Almost all of the articles in this issue emphasise the need for continued improvement in access to laboratory testing and in surveillance for infectious diseases across the continent. Thus, it is refreshing to learn from the guest editorial in this issue by Amukele6 that the Africa Centres for Disease Control has made a strong start. This is certainly an exciting time for me to have commenced my tenure as African Journal of Laboratory Medicine’s Editor-in-Chief.


  1. Irek EO, Obadare TO, Udonwa PA, Laoye O, Abiri OV, Adeoye AO, et al. Cylindrocarpon lichenicola keratomycosis in Nigeria: The challenge of limited access to effective antimicrobials. Afr J Lab Med. 2017;6(1):612.
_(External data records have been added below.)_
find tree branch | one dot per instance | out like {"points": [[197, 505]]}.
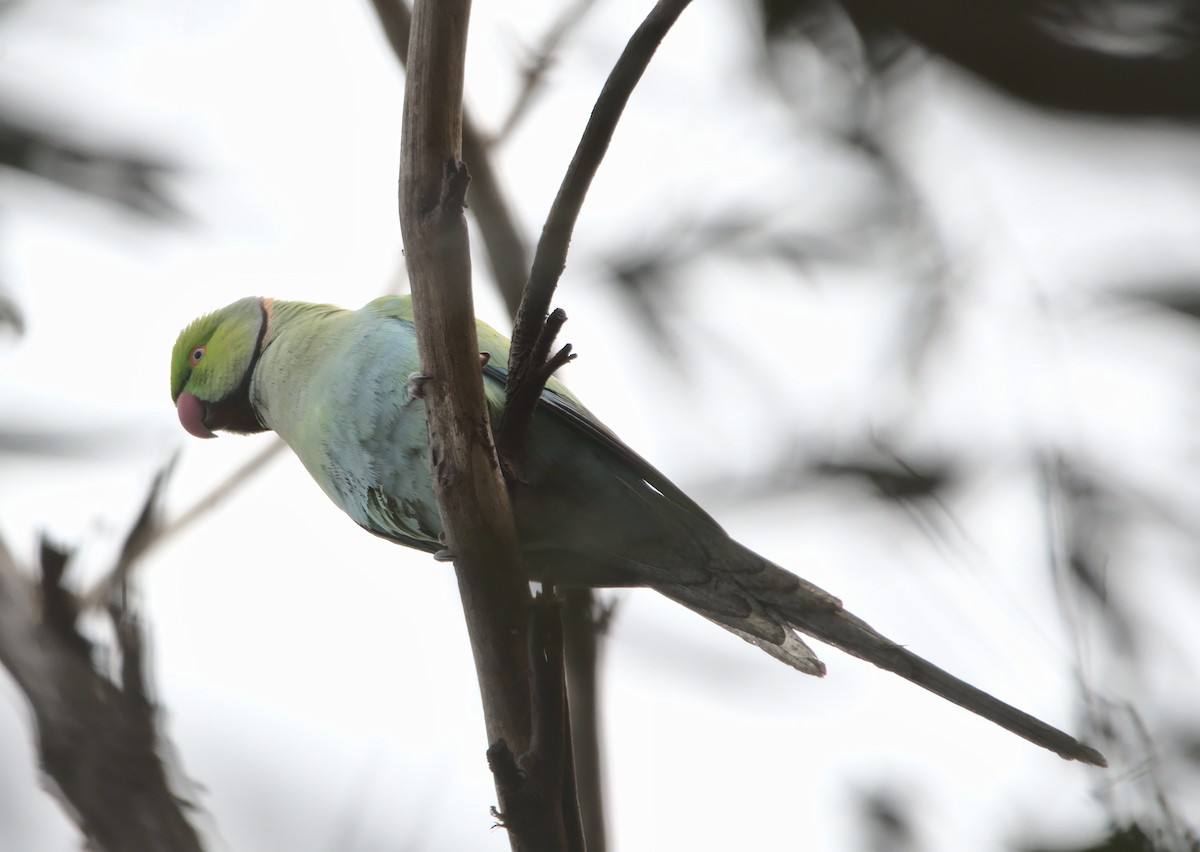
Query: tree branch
{"points": [[475, 511], [507, 251], [532, 334], [97, 737]]}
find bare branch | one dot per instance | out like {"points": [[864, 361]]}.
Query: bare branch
{"points": [[527, 373], [556, 237], [507, 249], [540, 63], [97, 739], [150, 538]]}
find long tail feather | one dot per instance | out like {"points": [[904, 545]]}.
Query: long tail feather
{"points": [[855, 636]]}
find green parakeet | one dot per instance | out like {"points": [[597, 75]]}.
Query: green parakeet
{"points": [[335, 385]]}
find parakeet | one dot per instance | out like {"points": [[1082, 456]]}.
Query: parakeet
{"points": [[589, 511]]}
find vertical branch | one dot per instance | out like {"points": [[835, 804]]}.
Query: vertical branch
{"points": [[480, 534], [475, 511], [532, 334]]}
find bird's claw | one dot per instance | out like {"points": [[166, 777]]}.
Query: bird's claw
{"points": [[417, 383]]}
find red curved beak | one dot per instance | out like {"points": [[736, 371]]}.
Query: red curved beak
{"points": [[191, 414]]}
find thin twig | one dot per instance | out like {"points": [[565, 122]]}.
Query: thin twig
{"points": [[539, 64], [527, 375], [97, 739], [99, 594]]}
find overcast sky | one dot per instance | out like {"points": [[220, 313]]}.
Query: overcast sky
{"points": [[317, 682]]}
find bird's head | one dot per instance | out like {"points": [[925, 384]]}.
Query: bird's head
{"points": [[211, 367]]}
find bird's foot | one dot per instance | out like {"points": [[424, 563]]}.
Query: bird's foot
{"points": [[417, 383]]}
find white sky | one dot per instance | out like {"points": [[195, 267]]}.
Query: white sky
{"points": [[317, 681]]}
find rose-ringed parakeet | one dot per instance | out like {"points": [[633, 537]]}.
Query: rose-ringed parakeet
{"points": [[589, 511]]}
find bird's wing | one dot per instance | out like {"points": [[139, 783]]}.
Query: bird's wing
{"points": [[558, 402]]}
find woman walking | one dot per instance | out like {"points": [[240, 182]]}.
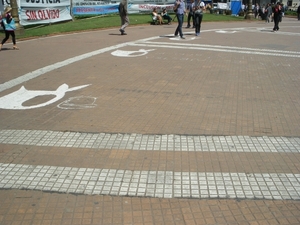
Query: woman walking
{"points": [[8, 24]]}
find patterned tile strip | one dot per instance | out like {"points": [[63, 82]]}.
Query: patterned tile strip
{"points": [[161, 184], [169, 142]]}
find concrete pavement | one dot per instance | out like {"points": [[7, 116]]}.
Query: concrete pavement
{"points": [[148, 128]]}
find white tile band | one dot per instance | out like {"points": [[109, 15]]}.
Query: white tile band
{"points": [[169, 142], [162, 184]]}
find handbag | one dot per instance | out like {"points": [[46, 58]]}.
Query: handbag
{"points": [[11, 25], [176, 7]]}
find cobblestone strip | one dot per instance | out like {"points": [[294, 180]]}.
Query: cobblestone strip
{"points": [[170, 142], [162, 184]]}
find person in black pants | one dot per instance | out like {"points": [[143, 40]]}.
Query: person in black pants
{"points": [[198, 15], [191, 14], [9, 27], [276, 16]]}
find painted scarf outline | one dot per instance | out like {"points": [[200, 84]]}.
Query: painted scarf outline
{"points": [[17, 98]]}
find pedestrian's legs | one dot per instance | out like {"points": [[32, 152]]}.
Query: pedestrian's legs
{"points": [[180, 18], [189, 20], [125, 22], [197, 24], [276, 22], [5, 38], [200, 21]]}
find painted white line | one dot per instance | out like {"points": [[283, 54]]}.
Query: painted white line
{"points": [[46, 69], [170, 142], [195, 47], [161, 184], [222, 47]]}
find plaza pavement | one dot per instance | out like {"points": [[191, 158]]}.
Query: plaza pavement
{"points": [[148, 128]]}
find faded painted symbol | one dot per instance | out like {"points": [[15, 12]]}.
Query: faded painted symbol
{"points": [[121, 53], [80, 102], [16, 99]]}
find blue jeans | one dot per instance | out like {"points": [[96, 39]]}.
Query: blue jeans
{"points": [[198, 20], [180, 18]]}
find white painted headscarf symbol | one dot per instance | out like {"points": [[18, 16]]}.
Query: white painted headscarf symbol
{"points": [[122, 53], [16, 99]]}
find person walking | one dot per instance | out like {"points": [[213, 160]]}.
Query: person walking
{"points": [[124, 16], [276, 16], [8, 24], [179, 7], [198, 13], [191, 14], [166, 16], [268, 13]]}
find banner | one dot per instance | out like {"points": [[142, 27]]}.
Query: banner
{"points": [[44, 3], [113, 8], [44, 11], [30, 16]]}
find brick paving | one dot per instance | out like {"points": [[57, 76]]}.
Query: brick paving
{"points": [[237, 81]]}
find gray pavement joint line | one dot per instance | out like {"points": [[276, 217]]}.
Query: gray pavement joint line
{"points": [[216, 50], [160, 184], [223, 47], [170, 142]]}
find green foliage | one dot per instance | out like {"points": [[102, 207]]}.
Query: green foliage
{"points": [[101, 22]]}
  2. Kaindjee-Tjituka F, Sawadogo S, Mutandi G, et al. Task-shifting point-of-care CD4+ testing to lay health workers in HIV care and treatment services in Namibia. Afr J Lab Med. 2017;6(1), a643.
  3. Louis FJ, Huang JY, Nebie YK, Koivogui L, Jayaraman G, Abiola N, et al. Implementation of broad screening with Ebola rapid diagnostic tests in Forécariah, Guinea. Afr J Lab Med. 2017;6(1):1–6.
  4. Vanker N, Faull NHB. Laboratory test result interpretation for primary care doctors in South Africa. Afr J Lab Med. 2017;6(1):453.
  5. Uwimana I, Bizimungu N, Ingabire F, Mukamukwiye E, Sharangabo O, Ngabonziza SC, et al. Trends in leprosy case detection in Rwanda, 1995–2011: Analysis of 17 years of laboratory data. Afr J Lab Med. 2017;6(1):426.
  6. Amukele T. Africa CDC: Establishing Integrated surveillance and laboratory networks for rapid disease detection and response, control, prevention, and clinical care in Africa. Afr J Lab Med. 2017;6(1):638.